After the Red Sox' legendary radio combination of Ned Martin and Jim Woods were fired for failing to follow the dictates of sponsors following the 1978 season, Coleman went back to Boston in 1979 and spent 11 years as the Red Sox' top radio voice. He broadcast the Red Sox' 1986 World Series loss to the New York Mets and two Red Sox ALCS (1986 and 1988). Coleman remained in the Red Sox booth until his retirement in 1989. He worked with #2 announcers Rico Petrocelli, Jon Miller and Joe Castiglione during this "second term" with the Red Sox.

It was Coleman who was on the call on the Red Sox Radio Network when Red Sox first baseman Bill Buckner let a groundball hit by Mookie Wilson of the New York Mets go through his legs at the end of Game 6 of the 1986 World Series:

Knight at second. Three and two. The pitch... groundball to first base. Buckner...it goes by him! And here comes...the winning run! The Mets have won it...6 to 5 on a groundball to Buckner...that went through him...for what has to be an error! And Knight comes home. And the Mets are still alive! They are going wild in New York! As the New York Mets after the Red Sox in the top of the 10th inning, got two with two men out and nobody on...come back and get three and win it....win it...6 to 5 to force Game 7 tomorrow night. Game 7 tomorrow night! And we'll be back with a recap...in a moment.
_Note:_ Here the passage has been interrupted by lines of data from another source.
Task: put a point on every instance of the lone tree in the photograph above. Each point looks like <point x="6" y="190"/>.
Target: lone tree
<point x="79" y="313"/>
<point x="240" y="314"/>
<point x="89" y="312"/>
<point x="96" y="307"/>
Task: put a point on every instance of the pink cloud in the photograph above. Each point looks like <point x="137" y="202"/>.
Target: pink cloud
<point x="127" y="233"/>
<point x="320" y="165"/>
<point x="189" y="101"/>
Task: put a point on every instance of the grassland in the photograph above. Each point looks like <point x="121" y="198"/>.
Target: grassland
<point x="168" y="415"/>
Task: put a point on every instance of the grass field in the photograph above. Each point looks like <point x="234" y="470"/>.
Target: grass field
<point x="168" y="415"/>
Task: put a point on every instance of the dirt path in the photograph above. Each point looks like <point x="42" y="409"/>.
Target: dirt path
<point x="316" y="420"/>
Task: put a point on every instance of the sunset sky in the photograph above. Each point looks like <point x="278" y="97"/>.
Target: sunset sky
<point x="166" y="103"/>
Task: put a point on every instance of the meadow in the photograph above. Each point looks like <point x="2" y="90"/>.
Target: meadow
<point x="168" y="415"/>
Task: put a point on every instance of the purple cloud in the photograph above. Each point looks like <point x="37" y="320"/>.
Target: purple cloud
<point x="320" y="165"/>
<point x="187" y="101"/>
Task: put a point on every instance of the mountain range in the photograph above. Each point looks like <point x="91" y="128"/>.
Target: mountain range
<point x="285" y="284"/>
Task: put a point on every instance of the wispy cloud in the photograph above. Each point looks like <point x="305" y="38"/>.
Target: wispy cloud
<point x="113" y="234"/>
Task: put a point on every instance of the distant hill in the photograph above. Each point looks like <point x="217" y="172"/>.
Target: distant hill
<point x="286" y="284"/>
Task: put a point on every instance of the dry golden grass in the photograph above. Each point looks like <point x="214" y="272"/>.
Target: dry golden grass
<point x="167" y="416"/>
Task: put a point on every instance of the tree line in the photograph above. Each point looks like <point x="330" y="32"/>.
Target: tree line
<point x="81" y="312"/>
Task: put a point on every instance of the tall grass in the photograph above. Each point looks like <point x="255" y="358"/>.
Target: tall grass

In 1972, Coleman returned briefly to the NFL, rotating play-by-play duties with Stockton for New England Patriots' preseason games on WBZ-TV with no color commentators.

Additionally, he wrote books on sportscasting, was one of the founding fathers of the Red Sox Booster Club and the BoSox Club, and was intimately involved with the Jimmy Fund, which raises money for cancer research.

==Personal life and death==
Coleman followed the routine of taking a swim in the Atlantic Ocean as often as he could through the late fall and into the earliest days of spring, until his death.

He was the father of the late Cleveland sports and newscaster Casey Coleman, who died in 2006 from pancreatic cancer.

Coleman was inducted into the Boston Red Sox Hall of Fame on May 18, 2000, at the age of 75. He died three years later, aged 78, in Plymouth, Massachusetts, from complications of bacterial meningitis.